Name Type Description
str str

Translated sentence.

Raises:

Type Description
TranslationError

If text is empty or generation fails.

LLMTranslator

Translator that drives any Ollama‑hosted model via the Ollama Python client.

__init__(model_name='llama3.1:8b', num_predict=512, source_lang='English', target_lang='German', stop=None, client=None, prompt_template=None)

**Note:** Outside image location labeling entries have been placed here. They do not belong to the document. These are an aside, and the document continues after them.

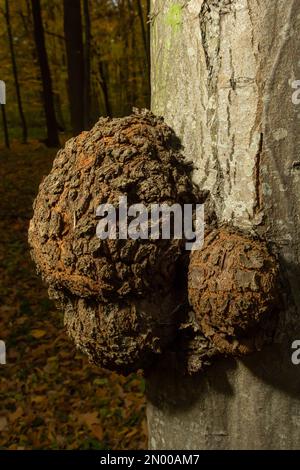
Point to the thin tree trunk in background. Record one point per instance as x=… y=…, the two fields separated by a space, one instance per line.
x=104 y=87
x=221 y=78
x=146 y=42
x=15 y=73
x=75 y=59
x=5 y=127
x=87 y=64
x=39 y=36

Initialize an Ollama-based translator.

Parameters:

Name Type Description Default
model_name str

Ollama model ID (e.g. "llama3.1:8b").

'llama3.1:8b'
num_predict int

Maximum number of tokens to predict per call.

512
source_lang str

Name of the source language.

'English'
target_lang str

Name of the target language.

'German'
stop Optional[List[str]]

Optional list of stop sequences; defaults to ["—"].

None
client Optional[Client]

Optional pre-configured Ollama Client; if None, constructs a new one.

None
prompt_template Optional[str]

Optional prompt template with placeholders {source_lang}, {target_lang}, {text}. If None uses DEFAULT_TEMPLATE.

None

Raises:

Type Description
ValueError

If model_name, source_lang, or target_lang are empty, or if num_predict is not positive.

translate(text)

Translate the given text via the Ollama LLM.

Parameters:

Name Type Description Default
text str

A single sentence to translate.

required

Returns:

Name Type Description
str str

The translated sentence (stripped of surrounding whitespace).

Raises:

Type Description
TranslationError

On any failure from the Ollama client.